Comedy Central has always tried to capitalize on mocking conservative audiences. Stephen Colbert’s old show, based on Bill O’Reilly, and Broad City, worshipping Hillary and bleeping out Trump’s name, are just prime examples.
But in an interview with The New York Times, it seems like the outlet is going a step further. Its new show, The Opposition, a spinoff of The Daily Show, is a satire based on Trump supporters. Jordan Klepper, who plays a “buffoonish and yet smart character” who defends Trump on the Daily Show, is basing a show on it, much like Stephen Colbert’s previous The Colbert Report.
However, where Colbert satirized mainstream conservatives and Republicans, Klepper will satirize “more incendiary and conspiratorial sources that have gained prominence in the Trump era.” Comedy Central’s president, Kent Alterman, said the decision was based on the supposition that the “relativity of reality has become so commonplace it’s disconcerting.”

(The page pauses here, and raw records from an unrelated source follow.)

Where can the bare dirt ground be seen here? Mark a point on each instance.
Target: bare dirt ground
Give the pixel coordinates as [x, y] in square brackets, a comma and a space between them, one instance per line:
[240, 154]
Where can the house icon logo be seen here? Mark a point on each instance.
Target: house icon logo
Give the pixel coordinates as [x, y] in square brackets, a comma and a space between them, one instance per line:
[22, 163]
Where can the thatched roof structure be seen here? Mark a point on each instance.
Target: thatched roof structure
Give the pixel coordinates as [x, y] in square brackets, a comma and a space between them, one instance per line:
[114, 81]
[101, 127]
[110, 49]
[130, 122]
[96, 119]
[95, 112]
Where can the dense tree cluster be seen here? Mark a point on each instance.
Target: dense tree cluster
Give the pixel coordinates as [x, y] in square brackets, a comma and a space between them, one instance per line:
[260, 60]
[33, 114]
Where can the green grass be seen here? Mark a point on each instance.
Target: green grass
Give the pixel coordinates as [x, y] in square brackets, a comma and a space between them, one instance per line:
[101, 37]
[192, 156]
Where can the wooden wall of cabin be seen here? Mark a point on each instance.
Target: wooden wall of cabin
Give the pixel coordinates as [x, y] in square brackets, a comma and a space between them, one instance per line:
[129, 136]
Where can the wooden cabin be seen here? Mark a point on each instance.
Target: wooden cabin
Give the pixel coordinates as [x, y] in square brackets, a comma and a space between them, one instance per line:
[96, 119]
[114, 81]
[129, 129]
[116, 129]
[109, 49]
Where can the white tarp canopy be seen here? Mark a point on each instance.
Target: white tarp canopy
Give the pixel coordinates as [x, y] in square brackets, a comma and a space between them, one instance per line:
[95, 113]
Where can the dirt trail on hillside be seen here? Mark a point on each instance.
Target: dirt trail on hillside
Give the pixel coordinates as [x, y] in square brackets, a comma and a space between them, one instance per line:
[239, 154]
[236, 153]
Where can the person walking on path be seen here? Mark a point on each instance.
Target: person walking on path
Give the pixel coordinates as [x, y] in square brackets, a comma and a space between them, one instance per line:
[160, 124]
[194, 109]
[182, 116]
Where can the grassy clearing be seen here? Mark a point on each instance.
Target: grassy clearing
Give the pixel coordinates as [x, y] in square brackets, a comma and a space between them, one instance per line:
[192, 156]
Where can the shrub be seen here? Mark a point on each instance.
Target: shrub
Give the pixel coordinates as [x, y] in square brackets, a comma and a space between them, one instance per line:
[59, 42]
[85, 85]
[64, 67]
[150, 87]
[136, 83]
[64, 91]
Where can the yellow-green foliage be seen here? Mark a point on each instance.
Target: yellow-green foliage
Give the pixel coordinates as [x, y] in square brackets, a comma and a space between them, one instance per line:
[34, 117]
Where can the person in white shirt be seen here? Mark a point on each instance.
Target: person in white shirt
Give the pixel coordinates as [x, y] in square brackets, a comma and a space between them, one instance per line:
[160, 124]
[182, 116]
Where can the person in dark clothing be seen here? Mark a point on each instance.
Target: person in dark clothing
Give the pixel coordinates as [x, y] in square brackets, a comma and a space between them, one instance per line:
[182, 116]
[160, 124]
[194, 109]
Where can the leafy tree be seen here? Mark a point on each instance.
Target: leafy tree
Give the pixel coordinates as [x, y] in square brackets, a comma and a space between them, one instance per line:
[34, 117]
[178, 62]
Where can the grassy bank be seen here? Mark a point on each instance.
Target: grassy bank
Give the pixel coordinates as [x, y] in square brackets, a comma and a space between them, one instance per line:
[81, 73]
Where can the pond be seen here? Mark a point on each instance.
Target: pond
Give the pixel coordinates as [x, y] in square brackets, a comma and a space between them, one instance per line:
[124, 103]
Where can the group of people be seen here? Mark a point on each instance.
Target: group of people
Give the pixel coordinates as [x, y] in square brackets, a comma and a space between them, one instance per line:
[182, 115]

He went on, “Facts don’t seem to matter. Reality doesn’t seem to matter. It’s what you will it to be or what you say it is.” So, conservative opinions aren’t based on reality, apparently, but the Daily Show and all its conservative hating ways are “factually accurate.” Something isn’t right here.
Why Comedy Central -- and every other outlet -- has decided that conservatives are a group of conspiracy-believing, “overconfident idiot[s]” is something that isn’t clear. Half the country voted Republican last year. To characterize that half as buffoons is alienating a large audience.
But NYT isn’t concerned about that: it’s worried because having Klepper as a show-host “added another white guy to the largely homogeneous ranks of late-night TV hosts.” Not another white guy! The horror!